Perché è stato ammazzato Pio La Torre?
Per Comiso?
Tanti dicono di sì. L’ha ucciso il “potere occulto sovranazionale”, termine che ha sostituito “criminalità organizzata”, a sua volta eufemismo di mafia.
Ma La Torre è uno che ha visto anche gli arricchimenti; a lui i nomi dei morti di Palermo dicono qualcosa. Spulcia negli elenchi della camera di commercio e nota che sono registrate aziende che partono con un capitale di un milione e in tre anni lo aumentano fino a tre miliardi. Ogni mese un aumento di capitale. Di queste cose parla nelle riunioni politiche; dice di fare attenzione a quelli che consigliano di entrare finalmente a fare parte del governo effettivo della città.

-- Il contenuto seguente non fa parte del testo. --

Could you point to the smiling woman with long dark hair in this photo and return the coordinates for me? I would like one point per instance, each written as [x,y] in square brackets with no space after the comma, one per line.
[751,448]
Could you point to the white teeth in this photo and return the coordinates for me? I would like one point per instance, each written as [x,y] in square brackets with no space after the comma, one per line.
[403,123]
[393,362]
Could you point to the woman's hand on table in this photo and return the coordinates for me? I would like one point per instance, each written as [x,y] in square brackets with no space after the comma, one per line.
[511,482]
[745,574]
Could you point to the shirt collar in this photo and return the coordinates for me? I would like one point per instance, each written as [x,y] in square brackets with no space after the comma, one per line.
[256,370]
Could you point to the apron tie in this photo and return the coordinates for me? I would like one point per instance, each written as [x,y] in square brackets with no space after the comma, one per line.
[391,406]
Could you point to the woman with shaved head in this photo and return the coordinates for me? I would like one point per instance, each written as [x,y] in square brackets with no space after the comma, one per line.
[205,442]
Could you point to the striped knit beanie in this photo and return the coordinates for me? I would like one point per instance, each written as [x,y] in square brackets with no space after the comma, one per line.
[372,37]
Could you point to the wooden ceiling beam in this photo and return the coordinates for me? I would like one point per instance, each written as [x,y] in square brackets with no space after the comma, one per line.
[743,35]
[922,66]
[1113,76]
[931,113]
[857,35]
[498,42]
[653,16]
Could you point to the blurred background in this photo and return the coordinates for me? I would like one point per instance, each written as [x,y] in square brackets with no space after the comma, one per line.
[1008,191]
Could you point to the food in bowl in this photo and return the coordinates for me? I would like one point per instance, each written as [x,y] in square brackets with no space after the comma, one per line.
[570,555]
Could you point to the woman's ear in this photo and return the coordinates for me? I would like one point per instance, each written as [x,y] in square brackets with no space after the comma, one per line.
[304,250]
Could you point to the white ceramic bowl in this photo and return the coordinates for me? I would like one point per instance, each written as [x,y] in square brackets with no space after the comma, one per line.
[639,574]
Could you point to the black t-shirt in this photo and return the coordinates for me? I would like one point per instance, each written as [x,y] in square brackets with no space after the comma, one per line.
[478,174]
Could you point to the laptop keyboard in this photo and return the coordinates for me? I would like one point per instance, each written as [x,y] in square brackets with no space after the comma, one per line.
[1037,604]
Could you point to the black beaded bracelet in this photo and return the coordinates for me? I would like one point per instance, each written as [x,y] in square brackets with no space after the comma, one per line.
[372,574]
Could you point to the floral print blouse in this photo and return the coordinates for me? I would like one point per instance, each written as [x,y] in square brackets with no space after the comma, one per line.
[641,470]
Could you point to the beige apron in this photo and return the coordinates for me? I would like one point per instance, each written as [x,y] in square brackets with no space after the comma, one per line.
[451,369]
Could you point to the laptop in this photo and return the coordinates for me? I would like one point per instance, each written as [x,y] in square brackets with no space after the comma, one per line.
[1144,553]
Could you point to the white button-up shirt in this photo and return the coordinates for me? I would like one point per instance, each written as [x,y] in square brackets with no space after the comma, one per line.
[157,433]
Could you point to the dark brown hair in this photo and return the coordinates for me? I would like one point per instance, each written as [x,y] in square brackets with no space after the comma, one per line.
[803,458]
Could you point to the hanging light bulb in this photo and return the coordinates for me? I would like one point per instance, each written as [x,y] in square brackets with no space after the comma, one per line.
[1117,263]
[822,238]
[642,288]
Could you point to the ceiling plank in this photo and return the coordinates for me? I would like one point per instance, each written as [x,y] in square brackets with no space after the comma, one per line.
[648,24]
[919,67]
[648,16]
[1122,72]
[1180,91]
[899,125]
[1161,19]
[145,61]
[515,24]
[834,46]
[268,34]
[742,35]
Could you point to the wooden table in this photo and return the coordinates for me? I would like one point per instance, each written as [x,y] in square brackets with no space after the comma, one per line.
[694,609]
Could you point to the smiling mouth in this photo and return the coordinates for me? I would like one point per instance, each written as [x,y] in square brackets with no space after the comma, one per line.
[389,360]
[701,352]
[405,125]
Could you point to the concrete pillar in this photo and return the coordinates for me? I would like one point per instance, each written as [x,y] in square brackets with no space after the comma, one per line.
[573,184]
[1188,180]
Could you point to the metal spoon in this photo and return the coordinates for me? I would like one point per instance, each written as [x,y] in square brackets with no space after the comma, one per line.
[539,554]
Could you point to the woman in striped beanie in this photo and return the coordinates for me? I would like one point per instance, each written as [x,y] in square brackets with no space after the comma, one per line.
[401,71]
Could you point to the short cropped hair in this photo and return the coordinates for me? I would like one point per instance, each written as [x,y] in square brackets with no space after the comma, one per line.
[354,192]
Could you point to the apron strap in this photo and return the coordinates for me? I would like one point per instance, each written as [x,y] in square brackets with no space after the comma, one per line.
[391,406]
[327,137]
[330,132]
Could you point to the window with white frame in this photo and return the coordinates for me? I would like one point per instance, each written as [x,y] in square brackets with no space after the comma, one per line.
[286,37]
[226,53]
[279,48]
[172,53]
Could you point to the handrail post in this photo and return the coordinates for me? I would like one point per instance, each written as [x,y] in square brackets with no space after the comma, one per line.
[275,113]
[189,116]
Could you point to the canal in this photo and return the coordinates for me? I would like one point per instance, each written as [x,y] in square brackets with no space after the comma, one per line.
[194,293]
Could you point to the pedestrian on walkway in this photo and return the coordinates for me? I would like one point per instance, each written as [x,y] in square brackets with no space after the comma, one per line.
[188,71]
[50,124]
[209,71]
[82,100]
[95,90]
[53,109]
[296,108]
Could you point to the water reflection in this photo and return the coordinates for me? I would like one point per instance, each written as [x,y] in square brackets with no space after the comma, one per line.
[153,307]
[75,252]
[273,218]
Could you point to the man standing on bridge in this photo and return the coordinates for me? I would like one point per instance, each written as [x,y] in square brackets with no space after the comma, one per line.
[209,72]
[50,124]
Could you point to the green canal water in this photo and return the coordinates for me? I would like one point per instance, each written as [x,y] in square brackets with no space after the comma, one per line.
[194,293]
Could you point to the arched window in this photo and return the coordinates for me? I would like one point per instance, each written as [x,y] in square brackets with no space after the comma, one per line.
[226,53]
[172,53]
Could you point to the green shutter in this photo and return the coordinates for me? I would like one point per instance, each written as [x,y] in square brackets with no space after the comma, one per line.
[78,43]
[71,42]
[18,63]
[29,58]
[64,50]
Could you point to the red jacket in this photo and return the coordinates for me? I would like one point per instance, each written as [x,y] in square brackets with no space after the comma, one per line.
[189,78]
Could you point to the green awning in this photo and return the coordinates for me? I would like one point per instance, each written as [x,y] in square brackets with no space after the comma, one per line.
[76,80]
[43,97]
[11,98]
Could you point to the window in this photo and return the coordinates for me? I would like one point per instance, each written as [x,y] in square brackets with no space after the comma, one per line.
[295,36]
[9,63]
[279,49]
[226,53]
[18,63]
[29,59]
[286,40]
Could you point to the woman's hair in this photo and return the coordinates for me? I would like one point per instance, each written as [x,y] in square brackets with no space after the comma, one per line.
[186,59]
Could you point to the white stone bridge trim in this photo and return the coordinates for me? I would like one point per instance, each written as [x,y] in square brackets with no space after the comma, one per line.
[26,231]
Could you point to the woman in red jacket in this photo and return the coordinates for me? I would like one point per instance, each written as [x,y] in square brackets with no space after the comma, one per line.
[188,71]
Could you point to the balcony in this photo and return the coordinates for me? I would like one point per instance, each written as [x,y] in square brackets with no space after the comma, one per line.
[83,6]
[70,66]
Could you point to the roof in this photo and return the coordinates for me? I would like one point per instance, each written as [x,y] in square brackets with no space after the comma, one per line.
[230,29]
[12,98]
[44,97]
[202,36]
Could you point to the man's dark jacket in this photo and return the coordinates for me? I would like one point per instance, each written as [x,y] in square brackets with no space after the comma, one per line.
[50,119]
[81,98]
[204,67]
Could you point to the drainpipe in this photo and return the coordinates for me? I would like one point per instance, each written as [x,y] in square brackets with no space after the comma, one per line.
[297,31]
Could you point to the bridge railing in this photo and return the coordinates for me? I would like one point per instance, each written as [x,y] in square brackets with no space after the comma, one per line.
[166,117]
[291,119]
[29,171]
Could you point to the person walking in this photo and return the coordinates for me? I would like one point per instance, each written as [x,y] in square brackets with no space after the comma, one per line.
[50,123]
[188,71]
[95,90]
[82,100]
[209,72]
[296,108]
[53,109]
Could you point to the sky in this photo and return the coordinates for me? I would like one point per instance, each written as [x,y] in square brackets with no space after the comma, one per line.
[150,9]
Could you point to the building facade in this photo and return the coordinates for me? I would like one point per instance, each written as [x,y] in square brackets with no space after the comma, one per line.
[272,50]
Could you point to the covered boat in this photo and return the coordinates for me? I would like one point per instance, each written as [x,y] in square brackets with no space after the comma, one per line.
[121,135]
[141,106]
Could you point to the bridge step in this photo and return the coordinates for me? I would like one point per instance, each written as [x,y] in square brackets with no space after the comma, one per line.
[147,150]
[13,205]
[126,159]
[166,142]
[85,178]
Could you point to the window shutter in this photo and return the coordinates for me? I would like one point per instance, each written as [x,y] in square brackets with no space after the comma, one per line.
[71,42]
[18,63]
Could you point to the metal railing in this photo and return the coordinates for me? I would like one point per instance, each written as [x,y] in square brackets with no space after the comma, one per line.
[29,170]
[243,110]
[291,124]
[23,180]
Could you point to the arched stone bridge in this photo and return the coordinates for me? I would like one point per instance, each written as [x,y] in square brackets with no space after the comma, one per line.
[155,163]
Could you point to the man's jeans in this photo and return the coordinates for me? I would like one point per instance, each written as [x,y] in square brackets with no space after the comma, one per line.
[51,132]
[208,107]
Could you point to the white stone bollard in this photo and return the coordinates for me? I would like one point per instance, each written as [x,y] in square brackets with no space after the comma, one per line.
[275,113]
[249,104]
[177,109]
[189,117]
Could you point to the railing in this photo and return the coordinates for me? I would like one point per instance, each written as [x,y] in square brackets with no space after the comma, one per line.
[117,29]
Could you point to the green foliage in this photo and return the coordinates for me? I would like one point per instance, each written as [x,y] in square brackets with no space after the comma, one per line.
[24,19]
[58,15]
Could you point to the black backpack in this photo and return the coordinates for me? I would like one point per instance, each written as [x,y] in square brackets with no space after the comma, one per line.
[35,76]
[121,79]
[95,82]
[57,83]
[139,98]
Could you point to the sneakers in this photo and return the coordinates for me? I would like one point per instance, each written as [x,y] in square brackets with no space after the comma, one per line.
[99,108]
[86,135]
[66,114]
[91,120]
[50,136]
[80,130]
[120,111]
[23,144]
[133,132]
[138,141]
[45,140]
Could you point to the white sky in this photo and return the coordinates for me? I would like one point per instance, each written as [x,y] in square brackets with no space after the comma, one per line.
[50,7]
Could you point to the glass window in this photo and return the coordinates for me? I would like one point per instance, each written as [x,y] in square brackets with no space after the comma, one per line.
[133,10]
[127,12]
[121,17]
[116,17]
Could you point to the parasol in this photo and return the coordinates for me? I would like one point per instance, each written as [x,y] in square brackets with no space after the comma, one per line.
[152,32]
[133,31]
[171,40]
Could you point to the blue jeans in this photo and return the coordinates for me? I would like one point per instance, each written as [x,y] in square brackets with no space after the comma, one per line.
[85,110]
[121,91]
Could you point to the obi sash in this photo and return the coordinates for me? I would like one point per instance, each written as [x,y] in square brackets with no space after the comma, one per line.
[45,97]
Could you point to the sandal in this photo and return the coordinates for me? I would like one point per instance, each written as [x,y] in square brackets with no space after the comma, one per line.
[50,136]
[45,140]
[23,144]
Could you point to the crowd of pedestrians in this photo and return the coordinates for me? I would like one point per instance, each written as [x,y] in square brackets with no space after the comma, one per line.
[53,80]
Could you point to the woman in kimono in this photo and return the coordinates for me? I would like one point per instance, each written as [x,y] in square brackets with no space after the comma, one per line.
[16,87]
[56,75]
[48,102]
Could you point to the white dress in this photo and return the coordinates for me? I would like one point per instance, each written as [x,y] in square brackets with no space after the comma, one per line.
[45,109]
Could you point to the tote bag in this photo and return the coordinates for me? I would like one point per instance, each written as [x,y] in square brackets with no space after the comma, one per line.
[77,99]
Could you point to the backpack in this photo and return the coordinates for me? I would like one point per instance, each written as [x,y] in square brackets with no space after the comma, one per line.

Viene ucciso il 30 aprile 1982. Lui e Rosario Di Salvo stanno attraversando il quartiere della Zisa, a Palermo, a bordo di una FIAT 132, quando vengono affiancati da una motocicletta. Partono raffiche di mitra. Di Salvo estrae la rivoltella e spara anche lui, ma i suoi colpi vanno a vuoto. I due uomini vengono ritrovati coperti di sangue, con un’espressione irritata sulla faccia. Dopo mezz’ora arriva una telefonata anonima che rivendica l’attentato a nome dei Gruppi proletari organizzati, o qualcosa del genere. E’ da trent’anni che in Sicilia non veniva ammazzato un dirigente comunista.
Ma allora perché è stato ucciso Pio La Torre?
Per nove anni non se n’è saputo nulla; se trapelava qualcosa erano solo voci velenose. Nel marzo del 1991, i giudici di Palermo chiusero l’istruttoria, denunciando, come mandanti del delitto, nove boss mafiosi, all’epoca membri della Cupola di Cosa Nostra (da notare che sia la parola Cupola sia la sigla Cosa Nostra erano sconosciute nel 1982), ma lasciando nel vago il movente. O, che è la stessa cosa, indicandone parecchi. Poteva essere stato ucciso per la sua opposizione alla base missilistica di Comiso. Oppure per “ostilità interne al partito comunista”. O anche per essersi opposto ad un appalto per la costruzione di un palazzo dei congressi, ambito sia dal cavalier Carmelo Costanzo di Catania che dalla ditta Tosi di Palermo. Oppure per un altro grande appalto che riguardava il risanamento della costa palermitana… Nell’estate del 1992 arrivò però un’altra versione, fornita da Leonardo Messina, mafioso pentito del paese di San Cataldo, in provincia di Caltanissetta. Secondo Messina, La Torre fu ucciso suordine di Totò Riina, capo dei corleonesi, preoccupato per il suo attivismo e in particolare per la sua proposta di legge riguardante i patrimoni dei mafiosi. Riina incaricò dell’uccisione Loreto Plicato,di Vallelunga, uno stiddaro che costruiva armi da fuoco. Plicato uccise La Torre, disse Messina, ma Riina non si fidava totalmente di lui, così dopo una settimana lo fece uccidere.